Les Etats-Unis sont passés du statut de république à celui d’empire – et cela implique bien d’autres modifications qu’un simple changement d’échelle.
La métamorphose d’une chenille en papillon est l’une des choses les plus remarquables de la nature. L’animal semble se digérer lui-même, utilisant des enzymes déclenchés par les hormones. Ensuite, à partir de la pupe, un tout nouvel animal se développe – qui a des ailes.
Le temps et la croissance produisent des changements dans les institutions aussi. Parfois, elles deviennent simplement plus grosses et plus vieilles. Parfois, elles connaissent une métamorphose et se transforment en quelque chose de tout à fait différent.
Nous passons une bonne partie de l’été en France. Nous y avons vécu pendant près de 20 ans… et nous avons encore une maison à la campagne où nous nous retirons tous les étés.
Nous y retrouvons nos amis et connaissances… nos vieux vêtements et souliers… nos outils et notre atelier… notre tracteur… et notre bureau préféré.
Sur la table de chevet se trouvait, depuis notre dernière visite, l’excellent ouvrage de Michel De Jaeghere, Les Derniers Jours. La Fin de l’Empire romain d’Occident.
Nous l’avons repris là où nous l’avions laissé l’année précédente… page 321.
L’exemple romain
Nombre des fondateurs de la république américaine étaient des lecteurs et des érudits. « Je ne peux vivre sans livres », a déclaré Thomas Jefferson.
Tout comme James Monroe, James Madison, John Adams et de nombreux autres, Jefferson était bien plus au fait de l’Histoire romaine que nos dirigeants actuels. La plupart des pères fondateurs américains avaient étudié le latin et/ou le grec ancien.
Ils avaient lu Plutarque, Sénèque, Salluste, Suétone et Cicéron.
On en savait long sur l’époque romaine… et on en débattait beaucoup. Les gens pensaient qu’ils pouvaient en tirer des leçons, et faire mieux.

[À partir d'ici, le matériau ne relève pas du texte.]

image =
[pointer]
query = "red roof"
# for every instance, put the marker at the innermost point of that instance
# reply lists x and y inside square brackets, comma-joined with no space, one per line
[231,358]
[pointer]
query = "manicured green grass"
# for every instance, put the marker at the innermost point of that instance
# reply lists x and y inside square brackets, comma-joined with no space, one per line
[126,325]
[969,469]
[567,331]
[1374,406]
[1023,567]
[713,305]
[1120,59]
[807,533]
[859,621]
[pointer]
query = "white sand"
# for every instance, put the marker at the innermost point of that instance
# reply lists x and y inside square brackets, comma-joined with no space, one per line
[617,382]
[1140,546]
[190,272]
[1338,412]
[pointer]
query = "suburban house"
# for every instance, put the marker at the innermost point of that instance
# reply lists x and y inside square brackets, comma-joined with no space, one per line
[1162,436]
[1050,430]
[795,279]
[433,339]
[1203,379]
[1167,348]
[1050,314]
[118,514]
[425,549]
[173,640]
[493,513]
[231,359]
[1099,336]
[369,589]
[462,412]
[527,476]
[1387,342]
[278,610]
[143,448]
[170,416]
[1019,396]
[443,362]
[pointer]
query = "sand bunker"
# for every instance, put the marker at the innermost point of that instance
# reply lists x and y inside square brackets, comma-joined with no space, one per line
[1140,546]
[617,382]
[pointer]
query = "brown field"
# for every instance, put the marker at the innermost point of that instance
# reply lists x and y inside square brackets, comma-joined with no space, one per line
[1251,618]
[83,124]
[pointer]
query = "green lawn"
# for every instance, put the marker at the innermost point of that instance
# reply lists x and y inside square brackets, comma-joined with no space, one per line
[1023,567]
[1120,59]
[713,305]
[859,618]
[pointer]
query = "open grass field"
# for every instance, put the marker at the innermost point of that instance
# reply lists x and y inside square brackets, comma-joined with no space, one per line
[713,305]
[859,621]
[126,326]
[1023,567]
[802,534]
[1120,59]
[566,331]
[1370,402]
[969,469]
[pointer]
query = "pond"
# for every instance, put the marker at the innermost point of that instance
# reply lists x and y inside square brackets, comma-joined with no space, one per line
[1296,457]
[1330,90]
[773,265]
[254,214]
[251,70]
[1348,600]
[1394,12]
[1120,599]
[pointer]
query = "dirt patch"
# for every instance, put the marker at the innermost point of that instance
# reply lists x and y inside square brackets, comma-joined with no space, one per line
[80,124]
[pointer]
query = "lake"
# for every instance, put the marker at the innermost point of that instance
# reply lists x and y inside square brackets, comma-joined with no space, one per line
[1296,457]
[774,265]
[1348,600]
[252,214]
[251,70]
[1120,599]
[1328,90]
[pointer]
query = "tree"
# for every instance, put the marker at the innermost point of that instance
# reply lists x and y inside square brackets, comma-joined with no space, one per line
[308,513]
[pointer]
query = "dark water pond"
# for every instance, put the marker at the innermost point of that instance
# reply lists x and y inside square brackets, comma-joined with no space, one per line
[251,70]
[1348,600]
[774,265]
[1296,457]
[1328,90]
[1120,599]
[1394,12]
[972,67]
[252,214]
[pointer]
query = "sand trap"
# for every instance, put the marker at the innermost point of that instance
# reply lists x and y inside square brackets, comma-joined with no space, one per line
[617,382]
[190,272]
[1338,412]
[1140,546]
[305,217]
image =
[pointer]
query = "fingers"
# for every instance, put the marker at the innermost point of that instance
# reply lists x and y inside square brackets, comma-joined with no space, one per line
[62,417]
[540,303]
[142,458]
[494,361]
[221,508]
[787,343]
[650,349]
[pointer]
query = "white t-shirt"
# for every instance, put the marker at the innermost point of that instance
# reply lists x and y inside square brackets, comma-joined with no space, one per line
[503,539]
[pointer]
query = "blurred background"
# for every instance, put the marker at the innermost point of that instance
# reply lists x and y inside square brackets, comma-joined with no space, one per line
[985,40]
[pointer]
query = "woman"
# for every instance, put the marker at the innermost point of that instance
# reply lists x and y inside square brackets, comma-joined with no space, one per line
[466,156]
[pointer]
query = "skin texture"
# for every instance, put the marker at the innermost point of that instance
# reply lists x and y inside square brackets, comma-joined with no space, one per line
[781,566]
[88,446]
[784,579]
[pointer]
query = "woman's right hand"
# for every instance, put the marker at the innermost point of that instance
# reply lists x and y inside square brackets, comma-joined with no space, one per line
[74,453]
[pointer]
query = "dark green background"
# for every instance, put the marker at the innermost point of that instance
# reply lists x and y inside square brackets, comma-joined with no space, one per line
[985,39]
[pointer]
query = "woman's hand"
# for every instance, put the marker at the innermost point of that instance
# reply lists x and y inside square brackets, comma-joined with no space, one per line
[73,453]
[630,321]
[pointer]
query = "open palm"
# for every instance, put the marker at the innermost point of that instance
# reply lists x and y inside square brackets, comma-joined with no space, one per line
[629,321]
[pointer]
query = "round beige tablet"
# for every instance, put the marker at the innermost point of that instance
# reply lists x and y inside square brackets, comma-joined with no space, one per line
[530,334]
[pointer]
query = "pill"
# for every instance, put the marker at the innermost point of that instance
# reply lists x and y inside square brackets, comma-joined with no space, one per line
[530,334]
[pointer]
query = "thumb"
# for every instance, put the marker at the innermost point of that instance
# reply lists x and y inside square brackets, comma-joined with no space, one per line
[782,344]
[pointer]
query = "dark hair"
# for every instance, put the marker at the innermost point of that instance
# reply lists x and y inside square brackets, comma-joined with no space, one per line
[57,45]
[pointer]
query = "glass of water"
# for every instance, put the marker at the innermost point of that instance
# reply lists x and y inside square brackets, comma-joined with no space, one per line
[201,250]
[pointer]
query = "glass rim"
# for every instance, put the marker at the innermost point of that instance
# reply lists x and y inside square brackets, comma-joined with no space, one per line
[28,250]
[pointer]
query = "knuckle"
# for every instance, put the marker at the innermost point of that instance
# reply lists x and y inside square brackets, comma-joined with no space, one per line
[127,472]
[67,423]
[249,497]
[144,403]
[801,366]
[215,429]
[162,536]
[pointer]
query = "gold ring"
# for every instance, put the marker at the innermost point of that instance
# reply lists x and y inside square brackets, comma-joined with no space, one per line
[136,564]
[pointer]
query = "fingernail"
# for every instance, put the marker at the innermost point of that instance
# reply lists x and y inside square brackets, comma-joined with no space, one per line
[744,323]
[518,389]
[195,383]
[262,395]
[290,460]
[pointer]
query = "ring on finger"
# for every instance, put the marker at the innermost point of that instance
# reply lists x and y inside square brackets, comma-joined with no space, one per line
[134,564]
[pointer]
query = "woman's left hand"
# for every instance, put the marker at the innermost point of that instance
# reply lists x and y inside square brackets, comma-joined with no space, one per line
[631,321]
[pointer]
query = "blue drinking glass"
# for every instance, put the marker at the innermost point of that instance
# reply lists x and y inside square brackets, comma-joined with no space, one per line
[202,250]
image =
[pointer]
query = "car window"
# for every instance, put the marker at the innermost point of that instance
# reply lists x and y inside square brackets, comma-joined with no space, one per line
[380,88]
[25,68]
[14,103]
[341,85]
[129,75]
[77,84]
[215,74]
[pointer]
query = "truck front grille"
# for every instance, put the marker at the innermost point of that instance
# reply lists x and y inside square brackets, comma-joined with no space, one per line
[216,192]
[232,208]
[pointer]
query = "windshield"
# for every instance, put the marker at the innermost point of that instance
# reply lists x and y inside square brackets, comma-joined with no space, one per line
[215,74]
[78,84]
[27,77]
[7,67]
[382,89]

L’année de l’adoption de la déclaration d’indépendance des Etats-Unis, en 1776, Edward Gibbon a publié le premier volume de son chef d’œuvre, Histoire de la décadence et de la chute de l’Empire romain.
Les pères fondateurs américains étaient bien conscients de la transition – naturelle et peut-être inévitable – de la république à l’empire. Ils l’avaient étudiée dans l’exemple romain. Ils avaient vu de quelle façon le pouvoir se concentrait entre quelques personnes… qu’il corrompait ensuite.
Ils ont tenté d’empêcher que cela se produise dans la Nouveau monde, mettant en place des limites… des fusibles… un système d’équilibre des pouvoirs… qui empêcherait le gouvernement de devenir trop gros, trop ambitieux ou trop puissant.
Même alors, ils doutaient de sa longévité. « Nous vous donnons une république… » a écrit Benjamin Franklin pour la postérité, « si vous arrivez à la garder ».
L’Amérique l’a bien conservée… pendant près de 100 ans, peut-être un peu plus. Ensuite, la métamorphose s’est produite. Et, comme à Rome, ce n’était pas joli-joli.
Le changement n’est pas simple
Lorsqu’un homme a une épouse, sa situation est plus ou moins agréable, en fonction des circonstances. Mais s’il a deux épouses, il n’a pas simplement deux fois autant de femmes. Ni deux fois autant de mariage. Ni deux fois la satisfaction… ou la misère, selon les cas. C’est tout à fait différent.
De la même façon, un petit aéroport est très différent d’un gros. Un petit pays modeste a peu en commun avec un gros empire agressif.
Ce que nous essayons de dire, c’est que le temps et l’échelle ont changé la nature – et pas uniquement l’âge et la taille – des Etats-Unis d’Amérique. Ils sont devenus ce que les pères fondateurs avaient essayé d’éviter… et qu’ils n’apprécieraient très certainement pas.
C’était un changement métamorphique, pas une simple augmentation. Mais contrairement à Jésus, qui a changé l’eau en vin… ou à la nature, qui transforme une simple chenille en magnifique papillon… le passage de république modeste à empire agressif n’a pas été forcément pour le mieux.